Following through on a campaign promise, the Trump administration announced Monday that it plans to repeal the Clean Power Plan, President Barack Obama’s signature climate policy regulating greenhouse gas emissions from power plants and aimed at reducing global warming.
Environmental Protection Agency Administrator Scott Pruitt said Monday in Kentucky that he plans to sign a proposed rule tomorrow repealing the plan, which aimed to restrict greenhouse gas emissions from coal-fired power plants, according to the Associated Press.
“The war on coal is over,” Pruitt declared at an event with Senate Majority Leader Mitch McConnell (R-KY) in Hazard, Kentucky.
The decision was not unexpected, as President Donald Trump has made the rollback of the regulation a top priority for his administration. The AP also reported that the EPA is expected to declare that the rule — a centerpiece of the Obama administration’s environmental policies — exceeded federal law by setting emissions standards that power plants could not reasonably meet.
“The EPA and no federal agency should ever use its authority to say to you we are going to declare war on any sector of our economy,” Pruitt said on Monday.
Previously, the Associated Press had obtained a 43-page document outlining the federal agency’s plan to repeal the policy, which noted that the EPA wouldn’t offer an immediate replacement to the policy, but would seek public input on whether to curb climate-warming emissions from coal and natural gas power plants.

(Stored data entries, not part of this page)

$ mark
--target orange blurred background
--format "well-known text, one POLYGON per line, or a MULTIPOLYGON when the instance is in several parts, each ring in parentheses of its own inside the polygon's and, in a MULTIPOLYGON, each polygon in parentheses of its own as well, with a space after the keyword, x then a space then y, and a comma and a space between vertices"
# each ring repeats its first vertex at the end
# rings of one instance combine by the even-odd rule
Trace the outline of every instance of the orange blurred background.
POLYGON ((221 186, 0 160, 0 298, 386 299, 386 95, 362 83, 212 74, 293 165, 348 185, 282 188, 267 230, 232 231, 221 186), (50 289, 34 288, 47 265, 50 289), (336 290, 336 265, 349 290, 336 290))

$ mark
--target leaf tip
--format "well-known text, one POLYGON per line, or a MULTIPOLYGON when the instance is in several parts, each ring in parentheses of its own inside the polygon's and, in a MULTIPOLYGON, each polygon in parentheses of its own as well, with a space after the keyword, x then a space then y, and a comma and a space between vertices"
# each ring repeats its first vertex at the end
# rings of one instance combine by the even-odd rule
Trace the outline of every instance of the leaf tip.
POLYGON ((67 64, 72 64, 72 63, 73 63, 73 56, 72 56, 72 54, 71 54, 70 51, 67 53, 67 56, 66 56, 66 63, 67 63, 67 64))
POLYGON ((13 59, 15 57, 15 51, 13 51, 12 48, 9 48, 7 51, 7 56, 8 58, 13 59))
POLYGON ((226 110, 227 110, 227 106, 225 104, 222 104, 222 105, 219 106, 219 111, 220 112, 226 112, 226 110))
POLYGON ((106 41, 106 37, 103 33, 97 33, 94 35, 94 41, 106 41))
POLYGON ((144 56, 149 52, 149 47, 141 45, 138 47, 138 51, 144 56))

In March, Trump signed an executive order calling for a review of the EPA, but Monday’s announcement marks the agency’s first formal step to eliminate the regulation.
Trump has voiced doubts about the science of climate change and has blamed Obama’s efforts to reduce carbon emissions for hurting the coal mining and oil drilling industries.
Repealing the Clean Power Plan makes it less likely that the United States can fulfill its Paris climate agreement commitment to reduce emissions that are warming the planet and contributing to heat waves and sea-level rise, according to the New York Times.
In response to the administration’s announcement, the Natural Resources Defense Council posted on Twitter that the nonprofit plans to fight the proposed rule.
The Sierra Club also criticized the Trump administration’s decision describing the move as a “deadly mistake.”